This is the mail archive of the
glibc-bugs@sourceware.org
mailing list for the glibc project.
[Bug regex/23393] Handle [a-z] and [A-Z] in consistent portable fashion regardless of locale.
- From: "fweimer at redhat dot com" <sourceware-bugzilla at sourceware dot org>
- To: glibc-bugs at sourceware dot org
- Date: Thu, 19 Jul 2018 14:06:20 +0000
- Subject: [Bug regex/23393] Handle [a-z] and [A-Z] in consistent portable fashion regardless of locale.
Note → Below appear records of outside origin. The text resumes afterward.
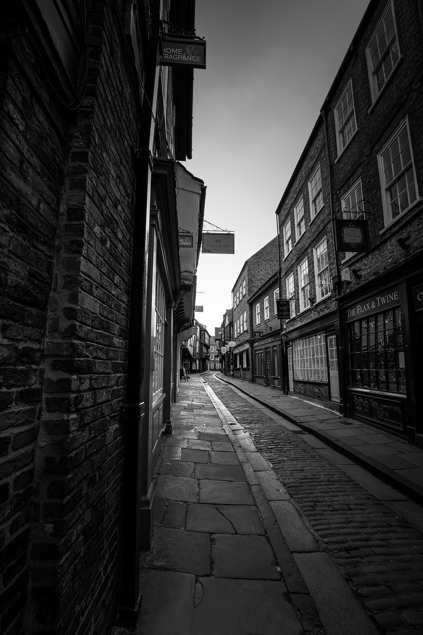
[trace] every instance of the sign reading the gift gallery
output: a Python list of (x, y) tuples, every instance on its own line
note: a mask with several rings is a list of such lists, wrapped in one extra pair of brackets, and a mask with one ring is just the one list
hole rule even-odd
[(370, 249), (368, 223), (356, 220), (335, 219), (335, 232), (337, 251), (368, 251)]
[(206, 68), (206, 41), (186, 37), (163, 37), (160, 64), (162, 66)]
[(235, 253), (235, 234), (228, 232), (203, 232), (203, 253)]

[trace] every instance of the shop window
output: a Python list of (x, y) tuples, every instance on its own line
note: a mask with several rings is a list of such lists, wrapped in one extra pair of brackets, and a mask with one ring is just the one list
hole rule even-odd
[(264, 298), (264, 319), (269, 319), (269, 296)]
[(279, 289), (276, 289), (273, 291), (273, 312), (275, 315), (278, 313), (276, 309), (276, 300), (279, 300)]
[(292, 344), (293, 378), (327, 382), (326, 345), (322, 333), (297, 340)]
[(255, 353), (255, 374), (256, 375), (263, 375), (263, 351), (260, 351), (258, 352)]
[(337, 145), (339, 156), (357, 130), (352, 79), (349, 80), (335, 109), (335, 125), (337, 129)]
[(323, 206), (323, 192), (319, 164), (309, 181), (309, 194), (310, 195), (310, 214), (312, 220)]
[(390, 0), (366, 48), (372, 100), (374, 102), (399, 60), (393, 4)]
[(417, 200), (418, 193), (407, 120), (397, 128), (378, 155), (385, 225)]
[(326, 238), (324, 238), (313, 251), (316, 272), (316, 297), (318, 301), (330, 295), (331, 293), (329, 258)]
[(352, 386), (405, 392), (401, 307), (348, 324)]
[(279, 356), (277, 346), (273, 347), (273, 375), (275, 377), (279, 377)]
[(164, 357), (164, 330), (166, 296), (160, 275), (156, 275), (156, 298), (154, 303), (155, 328), (153, 344), (154, 370), (153, 371), (153, 401), (163, 392), (163, 361)]

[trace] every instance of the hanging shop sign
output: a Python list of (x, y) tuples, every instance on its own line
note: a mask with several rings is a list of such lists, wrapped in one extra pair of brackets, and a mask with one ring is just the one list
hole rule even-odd
[(423, 284), (413, 287), (413, 296), (416, 311), (423, 311)]
[(163, 37), (160, 64), (162, 66), (206, 68), (206, 41), (186, 37)]
[(370, 250), (366, 220), (335, 218), (335, 233), (337, 251), (369, 251)]
[(203, 232), (203, 253), (235, 253), (233, 232)]
[(291, 308), (289, 300), (276, 300), (276, 318), (278, 319), (290, 319)]
[(193, 247), (194, 236), (192, 234), (178, 234), (180, 247)]
[(346, 309), (346, 322), (353, 322), (366, 316), (374, 315), (399, 304), (399, 291), (398, 286), (384, 291), (377, 295), (368, 298), (364, 302), (356, 302)]

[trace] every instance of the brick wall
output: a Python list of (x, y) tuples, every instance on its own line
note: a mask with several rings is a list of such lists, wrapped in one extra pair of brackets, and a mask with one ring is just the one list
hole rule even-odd
[(112, 10), (91, 4), (75, 114), (29, 40), (1, 50), (4, 635), (21, 632), (27, 585), (28, 632), (103, 634), (117, 601), (138, 114)]

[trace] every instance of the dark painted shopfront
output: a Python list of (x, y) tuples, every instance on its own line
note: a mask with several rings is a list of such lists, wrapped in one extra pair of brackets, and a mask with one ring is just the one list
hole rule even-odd
[(281, 336), (266, 335), (253, 342), (253, 382), (281, 390)]
[(342, 316), (351, 414), (423, 446), (423, 285), (418, 281), (410, 278), (346, 305)]
[(289, 394), (302, 396), (337, 411), (340, 402), (338, 323), (330, 313), (285, 332)]

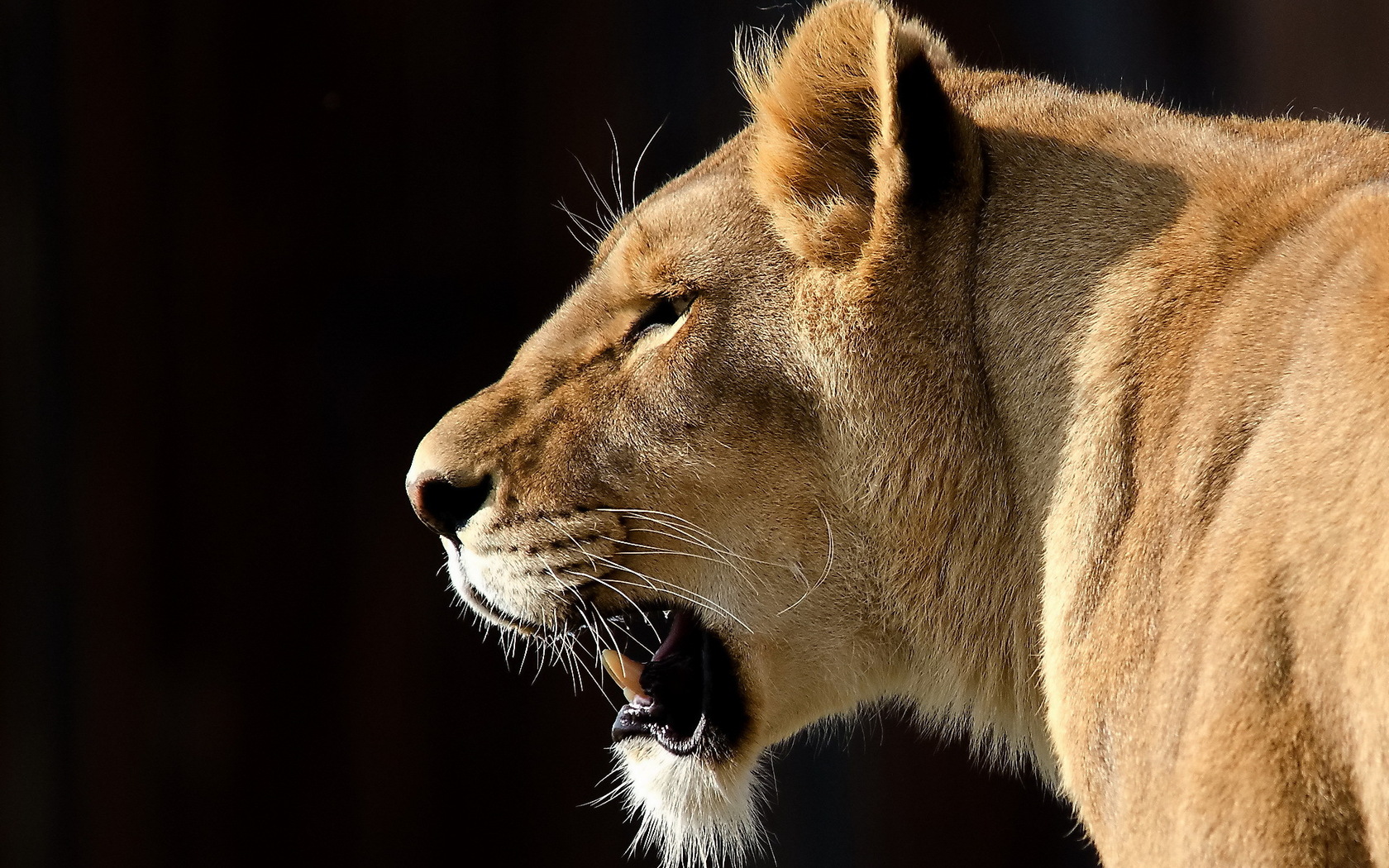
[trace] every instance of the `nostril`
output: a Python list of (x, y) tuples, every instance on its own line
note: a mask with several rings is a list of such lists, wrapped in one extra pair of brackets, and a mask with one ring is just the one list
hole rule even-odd
[(419, 521), (429, 525), (439, 536), (457, 537), (458, 529), (468, 524), (472, 514), (482, 508), (492, 494), (492, 478), (469, 487), (458, 487), (435, 476), (417, 482), (410, 492)]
- Auto-submitted: auto-generated
- References: <bug-23393-131@http.sourceware.org/bugzilla/>
https://sourceware.org/bugzilla/show_bug.cgi?id=23393
--- Comment #24 from Florian Weimer <fweimer at redhat dot com> ---
(In reply to Carlos O'Donell from comment #22)
> (In reply to Florian Weimer from comment #20)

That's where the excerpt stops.